To close the racial wealth gap, look beyond education and into our communities

Originally published by Philanthropy News Digest on February 22, 2023

If education is the key to economic mobility, why hasn’t it closed the racial wealth gap? For years, education has been hailed as the solution to closing the racial wealth gap, but it’s not a silver bullet.

The history of enslavement, Jim Crow laws, and the legacy of anti-Black housing and education policies across the United States make it harder for Black families to accumulate wealth at the same rates as their white counterparts. Today, the median wealth of white households is eight times the median wealth of Black households. In our nation’s capital, where I live, that number explodes to 81 times that of median Black household wealth. Closing this enormous racial wealth gap is a multidimensional, multigenerational problem that requires bold, sweeping solutions.

Make no mistake: Education is important. College graduates enjoy reliably higher incomes than those without degrees. But given that Black students typically come from families with less wealth to begin with, the cost of college is already prohibitively high and requires them to incur significant debt. This is the main reason why just 28 percent of Black American adults have a four-year degree or higher, compared with 42 percent of white Americans.

Until we address the issue of college affordability, degrees alone will not close the wealth gap. Black students typically borrow more to pay for college, are more likely to attend for-profit institutions, and face lower wages post-graduation than their white peers. These factors all contribute to the stark reality that Black college graduates don’t just have less wealth than white college graduates but also have less wealth than white high school dropouts.

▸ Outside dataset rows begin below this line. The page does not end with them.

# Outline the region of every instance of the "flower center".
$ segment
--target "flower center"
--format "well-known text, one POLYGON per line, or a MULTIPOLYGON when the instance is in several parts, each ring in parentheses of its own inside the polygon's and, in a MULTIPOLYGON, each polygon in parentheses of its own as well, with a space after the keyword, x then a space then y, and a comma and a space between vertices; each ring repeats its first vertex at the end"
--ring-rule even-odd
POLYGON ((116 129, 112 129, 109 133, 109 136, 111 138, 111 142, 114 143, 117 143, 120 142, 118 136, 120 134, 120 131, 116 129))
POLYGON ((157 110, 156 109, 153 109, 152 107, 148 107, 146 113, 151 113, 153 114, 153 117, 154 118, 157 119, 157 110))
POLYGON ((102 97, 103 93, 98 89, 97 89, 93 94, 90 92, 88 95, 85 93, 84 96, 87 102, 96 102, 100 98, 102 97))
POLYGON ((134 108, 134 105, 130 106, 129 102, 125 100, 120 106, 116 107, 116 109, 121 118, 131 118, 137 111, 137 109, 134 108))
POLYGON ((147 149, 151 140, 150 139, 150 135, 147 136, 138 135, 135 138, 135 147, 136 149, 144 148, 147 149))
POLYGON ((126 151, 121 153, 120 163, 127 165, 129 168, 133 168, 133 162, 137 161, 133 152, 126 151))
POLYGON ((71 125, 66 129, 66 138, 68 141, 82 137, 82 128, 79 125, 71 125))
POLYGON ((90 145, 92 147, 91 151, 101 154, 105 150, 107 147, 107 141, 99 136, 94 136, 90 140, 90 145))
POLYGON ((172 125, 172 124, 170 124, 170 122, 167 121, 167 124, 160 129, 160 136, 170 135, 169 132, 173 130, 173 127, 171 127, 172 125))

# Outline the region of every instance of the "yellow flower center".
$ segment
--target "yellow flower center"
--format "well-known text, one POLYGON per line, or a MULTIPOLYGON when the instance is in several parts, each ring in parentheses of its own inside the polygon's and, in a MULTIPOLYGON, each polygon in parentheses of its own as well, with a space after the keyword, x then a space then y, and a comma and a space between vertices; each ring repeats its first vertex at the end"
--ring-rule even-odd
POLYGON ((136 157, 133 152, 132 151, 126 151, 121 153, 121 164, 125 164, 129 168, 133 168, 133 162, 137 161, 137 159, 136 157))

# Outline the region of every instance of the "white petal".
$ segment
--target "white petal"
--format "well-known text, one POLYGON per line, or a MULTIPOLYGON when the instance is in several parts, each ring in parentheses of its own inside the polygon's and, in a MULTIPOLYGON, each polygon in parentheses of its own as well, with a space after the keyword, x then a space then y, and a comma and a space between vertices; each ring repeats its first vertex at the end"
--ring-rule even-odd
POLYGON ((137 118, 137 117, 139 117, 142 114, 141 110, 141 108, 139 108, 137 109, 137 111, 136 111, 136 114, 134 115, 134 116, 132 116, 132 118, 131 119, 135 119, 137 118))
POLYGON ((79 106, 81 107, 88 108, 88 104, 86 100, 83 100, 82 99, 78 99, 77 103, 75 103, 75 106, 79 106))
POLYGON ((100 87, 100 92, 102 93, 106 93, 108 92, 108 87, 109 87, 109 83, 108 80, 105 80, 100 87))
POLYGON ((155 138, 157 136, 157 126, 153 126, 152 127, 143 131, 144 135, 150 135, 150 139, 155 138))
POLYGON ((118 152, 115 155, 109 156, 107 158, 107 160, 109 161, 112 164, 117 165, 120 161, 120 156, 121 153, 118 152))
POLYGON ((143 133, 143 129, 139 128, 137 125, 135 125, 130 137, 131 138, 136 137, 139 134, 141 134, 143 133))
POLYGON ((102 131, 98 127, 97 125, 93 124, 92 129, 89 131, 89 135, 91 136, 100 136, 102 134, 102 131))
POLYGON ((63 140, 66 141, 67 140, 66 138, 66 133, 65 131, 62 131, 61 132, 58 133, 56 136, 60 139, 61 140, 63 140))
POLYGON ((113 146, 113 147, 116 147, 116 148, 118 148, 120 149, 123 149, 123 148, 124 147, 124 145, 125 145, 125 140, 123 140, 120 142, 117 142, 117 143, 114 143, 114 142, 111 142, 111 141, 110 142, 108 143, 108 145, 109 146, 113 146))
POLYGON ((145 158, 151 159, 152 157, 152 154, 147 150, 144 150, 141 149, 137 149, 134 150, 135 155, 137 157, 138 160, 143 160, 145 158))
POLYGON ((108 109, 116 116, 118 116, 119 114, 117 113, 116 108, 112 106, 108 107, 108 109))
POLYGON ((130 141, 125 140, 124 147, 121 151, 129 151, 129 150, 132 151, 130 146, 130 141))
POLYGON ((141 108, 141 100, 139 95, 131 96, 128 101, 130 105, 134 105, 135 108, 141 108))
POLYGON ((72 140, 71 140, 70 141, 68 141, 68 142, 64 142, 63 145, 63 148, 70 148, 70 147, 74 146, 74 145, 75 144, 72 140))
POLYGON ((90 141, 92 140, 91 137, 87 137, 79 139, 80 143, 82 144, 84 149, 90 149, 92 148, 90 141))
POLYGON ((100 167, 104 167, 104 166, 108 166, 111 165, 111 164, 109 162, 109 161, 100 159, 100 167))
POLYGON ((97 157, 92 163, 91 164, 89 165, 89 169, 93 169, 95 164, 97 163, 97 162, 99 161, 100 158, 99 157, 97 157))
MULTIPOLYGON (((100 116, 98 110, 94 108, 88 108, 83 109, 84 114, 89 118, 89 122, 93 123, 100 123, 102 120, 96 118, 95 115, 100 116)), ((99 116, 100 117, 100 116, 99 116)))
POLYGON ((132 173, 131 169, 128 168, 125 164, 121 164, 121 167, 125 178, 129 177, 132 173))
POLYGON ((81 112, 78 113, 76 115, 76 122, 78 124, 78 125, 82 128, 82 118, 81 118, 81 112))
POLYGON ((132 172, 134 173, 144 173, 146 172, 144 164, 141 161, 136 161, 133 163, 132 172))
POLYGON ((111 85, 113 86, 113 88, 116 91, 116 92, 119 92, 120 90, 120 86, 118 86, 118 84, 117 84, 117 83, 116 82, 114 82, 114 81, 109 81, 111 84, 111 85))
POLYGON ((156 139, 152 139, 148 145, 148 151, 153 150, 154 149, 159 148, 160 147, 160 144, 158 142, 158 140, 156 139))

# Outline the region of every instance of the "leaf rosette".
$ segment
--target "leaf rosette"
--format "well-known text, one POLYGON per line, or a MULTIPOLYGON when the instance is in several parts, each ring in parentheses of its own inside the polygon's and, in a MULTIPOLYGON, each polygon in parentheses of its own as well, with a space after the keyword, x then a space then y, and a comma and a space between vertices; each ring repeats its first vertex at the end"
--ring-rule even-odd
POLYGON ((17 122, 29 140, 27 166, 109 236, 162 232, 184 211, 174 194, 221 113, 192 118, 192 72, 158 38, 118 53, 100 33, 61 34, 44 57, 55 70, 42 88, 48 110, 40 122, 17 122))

Hundreds of years of government policy created these persistent disparities; fixing them requires sweeping policy reforms. Student loan relief, higher education reform, tax reform, baby bonds, and even reparations can and should be considered.

But while we wait on national reforms to be enacted in the current polarized political environment, we can take action today to improve the lives of young Black people. I’m talking about the power of mentorship.

In my work leading Spark the Journey, a nonprofit dedicated to creating a community of mentorship and support to help students achieve economic success, I’ve seen hundreds of young people make real strides to improve their economic outlook.

We understand that education is more than learning in formal settings. It includes acquiring knowledge and skills and learning when to apply them to promote success in all areas of life.

Those who grow up in well-off communities have access to such resources in abundance. They are exposed to professional networks and social capital that help them build even more wealth. But in this country, Black people are disproportionately likely to live in low-income communities and without the social connections that have been proven to predict economic mobility. That’s where mentorship comes in.

The right mentor can empower young people with the tools they need to succeed, whether their path to success involves higher education or not. I’m thinking of one mentor who took the time to go through every step of the financial aid application process with her mentee, a first-generation college student and helped her secure a Posse Foundation scholarship. Another mentor is introducing his mentee to connections in his mentee’s career field of choice so that his mentee can build a strong network as he begins applying for full-time positions.

The best mentors can provide guidance on navigating college admissions, financial aid, or life on campus. They can also offer career coaching and networking opportunities that are critical to landing a strong job–with or without a degree. Success or failure in any of these realms can define a person’s access to economic mobility for the rest of their life.

Without overhauling the policies that perpetuate the racial wealth gap, we can never hope to fully close it. But we can start taking steps today—in our own communities—toward progress.

Mentorship offers young Black people the chance to get the most out of education, career pathways, and life in general in a system that wasn’t designed to work for them. While we work on fixing the system, you can be a part of the solution by volunteering with a mentorship organization today. A few moments of your time can spark the change that alters a young person’s life forever.

Khari Brown is president and CEO of Spark the Journey (formerly Capital Partners for Education). Spark the Journey provides mentorship and a community of support for young adults in the Washington, D.C. area–to chart their own path to achieving college and career success.